Illustratie Eliane Gerrits
‘Jullie staan er weer mooi op”, zegt postbode Jim, die graag een praatje maakt, vooral als er iets bijzonders over Nederland te melden valt. Hij overhandigt me een krantenknipsel. Dit keer betreft het de helft van de voorpagina van The New York Times met de kop: „Amsterdam heeft een deal afgesloten voor alcoholisten. Werk wordt uitbetaald in bier.” Daaronder staat een foto van vier mannen in oranje reflecterende pakken met bierblikjes voor hen.
Hij heeft een aantal zinnen met rode pen onderstreept en begint voor te lezen: „‘Dit is mijn medicijn; ik heb het nodig om te overleven’, zegt meneer S. Zijn handen trillen terwijl hij gulzig zijn eerste biertje van die dag achterover slaat.” Jim schudt zijn hoofd in ongeloof.
Als Nederland hier in het nieuws is, is het meestal om dezelfde dubieuze redenen. Het mooist zou een dijkdoorbraak zijn waarbij tegelijkertijd een koffieshop, een bordeel en een condomerie onder water komen te staan in The red light district.
Amerikanen zijn gefascineerd door de tolerantie van Nederlanders. Over dingen die wij normaal vinden – legalisering van marihuana, prostitutie, euthanasie – wordt hier nog altijd heftig gedebatteerd. Over het algemeen vindt men ons hier sociaal verlicht, maar ik begrijp dat Jim vindt dat hier een grens wordt overschreden. Hij trekt zijn uniform recht.

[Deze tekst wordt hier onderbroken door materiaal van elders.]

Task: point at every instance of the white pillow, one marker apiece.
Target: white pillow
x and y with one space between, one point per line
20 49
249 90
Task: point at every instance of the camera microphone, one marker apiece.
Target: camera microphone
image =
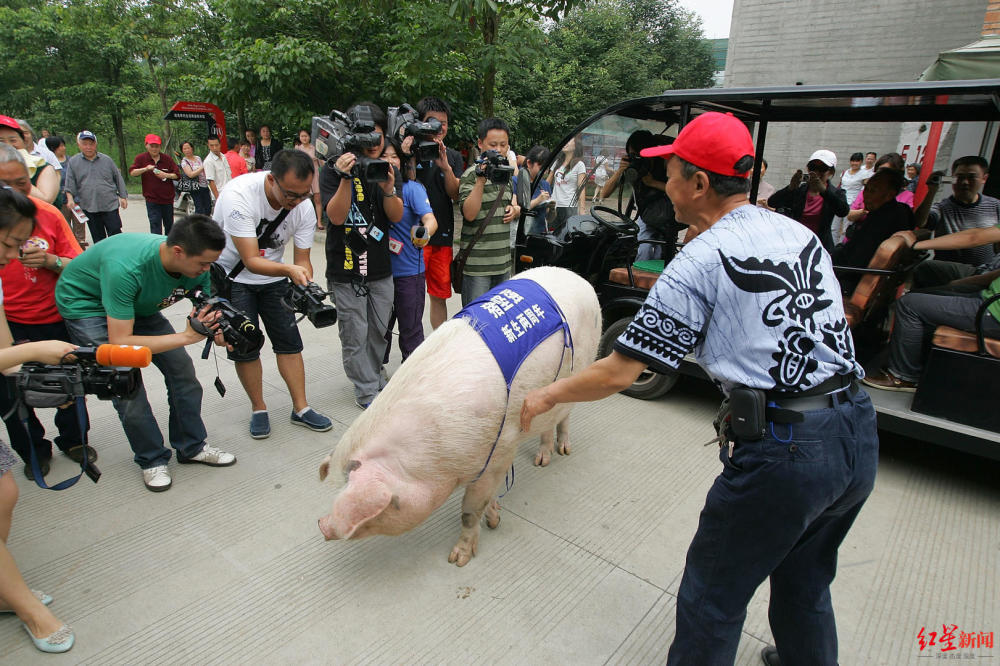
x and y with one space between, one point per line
121 356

„Nou”, begin ik een bij voorbaat al verloren poging, „als dit de manier is om deze mensen nuttig werk te laten verrichten, wat kan er dan mis mee zijn?”
„Alles”, zegt hij gedecideerd. „Drank is slecht, het ondermijnt de maatschappij en moet daarom zoveel mogelijk ontmoedigd worden.” Jim is een echte Amerikaan in de zin dat hij redeneert vanuit een mentaliteit van zwemmen of verzuipen. Alcoholisten zijn mensen die gefaald hebben, punt. Als ze al niet gestraft worden voor hun zonden, dan moeten ze toch in ieder geval niet beloond worden. Hij heeft me ooit verteld dat hij zichzelf heeft ontworsteld aan een jeugd die getekend werd door drank. Hij is enorm trots op zijn baan.
Alcohol zit hier in een schimmig hoekje van de samenleving. Zaken waar je sterke drank koopt, zitten in achteraf malls, bij de wat louchere zaken. Je wordt er geholpen door het type uitsmijter met vadsige armen vol tattoos. Waar men in Nederland vindt dat jongeren het beste van hun ouders kunnen leren genieten van een glas wijn, is drank voor hen hier faliekant verboden. Studenten voltooien hun studie zonder een slok legale alcohol gedronken te hebben. De boetes zijn zo hoog voor winkels die mensen onder de 21 drank verkopen, dat men het zekere voor het onzekere neemt: zelfs ik moet steevast mijn identiteitsbewijs laten zien. En wie toevallig een beetje wankelt in de rij voor de kassa, heeft pech. Aan dronkaards wordt niets verkocht. „Maar al dat verbieden helpt niet”, zeg ik. „Kinderen drinken toch wel, alleen doen ze het stiekem. En dan geen bier, maar sterke drank.”
„Dat kan wel zo zijn”, zegt hij, „maar om het drankgebruik te faciliteren, zoals jullie doen, dat kan gewoon niet goed zijn. Wat voor voorbeeld geef je dan? Leg dat maar eens uit.” Ik zwijg. De oceaan van verschil tussen ons is onoverbrugbaar. „Ik moet verder”, zegt hij.
Voor hij instapt, wijst hij nog een keer naar de krantenfoto. „Heb je die asbak gezien?”, vraagt hij. „Ze krijgen nog wat te roken ook.” Om er dan enigszins jaloers aan toe te voegen: „Wat voor zondigs geven jullie deze mensen nog meer? Leuke meisjes?”